Excessive alcohol ingestion leads to a spectrum of pathology depending on the extent and chronicity of the problem:
• Increased cellular tolerance of drugs means that higher than expected doses of anaesthetic agents will be required.
• Withdrawal symptoms in the postoperative period require aggressive treatment to prevent the patient from injuring themselves or staff members. Symptoms include: disorientation, hallucinations, tachycardia, hypertension and grand mal convulsions. Management includes thiamine, benzodiazepine sedation and beta-blockers. Mild alcohol withdrawal symptoms occurring within 6-8 h of abstinence require no specific therapy.
Potential perioperative problems include:
• cellular tolerance leading to higher anaesthetic requirements,
• chronic brain syndrome (alcoholic dementia),
• clotting abnormalities,
• increased risk of infection,
• acute withdrawal syndrome (delerium tremens),
• agitation and self-harm,
• wound disruption,
• cardiovascular instability,
• bleeding varices.
Obesity is an increasing health problem worldwide. It is defined as having 25-30% greater than ideal body weight or body mass index (BMI) >30. The BMI is defined as weight (kg) divided by height (m) squared. Morbid obesity may be defined as being 100% greater than ideal body weight or BMI > 35. Morbid obesity is associated with a significant diminution of physiological reserve and an increase in associated pathological conditions including hypertension, coronary artery disease, diabetes and oesophageal reflux. Cardiovascular performance shows impaired diastolic filling and reduced rise in ejection fraction with exercise compared with non-obese patients. These associated medical conditions pose increased difficulties during surgery and anaesthesia. Osteoarthritis, hiatus hernia and gallbladder disease are common and frequently require surgery.
Perioperative problems associated with morbid obesity
• Venous access is often difficult and a central line may be required for access.

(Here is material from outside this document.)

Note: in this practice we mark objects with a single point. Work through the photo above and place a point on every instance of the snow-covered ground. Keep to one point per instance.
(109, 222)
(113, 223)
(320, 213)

• Accurate BP monitoring is difficult and wide BP cuffs will be required if non-invasive monitoring is used. An arterial line may provide more reliable readings in this situation.
• Difficulty in intubation.
• Patient positioning.
• Drug dosage to ensure adequate depth of anaesthesia. Postoperative problems
• Respiratory insufficiency due to mass loading of chest wall and abdomen plus reduced vital capacity.
• The high incidence of OSA Patients with morbid obesity and OSA have a 20-25% incidence of daytime hypoxia leading to pulmonary hypertension and 50% incidence of hypercarbia.
• Increased incidence of deep vein thrombosis (DVT).
Smoking significantly increases perioperative risk. Elevated carboxyhaemoglobin levels due to inhaled carbon monoxide persist for up to 12 h after cessation of smoking and laryngeal irritability and bronchial reactivity are enhanced by smoking. Co-existing smoking-induced pathology is common and includes:
• ischaemic heart disease and peripheral vascular disease,
Patients should be advised to cease smoking prior to surgery, however, compliance is poor and no decrease in postoperative complications has been found unless smoking is stopped >8 weeks prior to surgery. Careful assessment is necessary because symptoms of the presenting illness may mask those of other cigarette-induced disease processes, with angina, intermittent claudication and exertional dyspnoea being common examples.
Non-prescription drugs and substance abuse
The large number of 'recreational' and addictive drugs have implications for anaesthesia and surgery:
• Patients using injectable agents have an increased risk of blood-borne infections, including HIV, hepatitis and bacterial endocarditis.
• Withdrawal symptoms may appear and include violent and aggressive behaviour, or delusional and hallucinatory behaviour. A high clinical index of suspicion is necessary to diagnose drug withdrawal.
• Interactions between therapeutic and non-prescription drugs may complicate management, for example, opioid resistance in narcotics abuse, hypertension and tachycardia with amphetamine use and resistance to anaesthetic agents with sedative abuse.
• Venous access may be particularly difficult, especially in the hypovolaemic chronic drug user.
• Solvent inhalation sensitises the myocardium to arrhythmias especially with inhalational anaesthetic agents.
Because herbal products are not considered 'drugs' by most patients, the use of these products may not be volunteered at the preoperative interview. The use of these substances is increasing worldwide with up to 22% of patients (USA) taking some form of herbal supplement. Although most appear to have no effect on the conduct of surgery or anaesthesia, several can have significant effects (Table 1.7) and should be ceased prior to surgery whenever possible. In addition, many may be taken as individually prepared preparations and hence the 'dose' consumed may vary widely.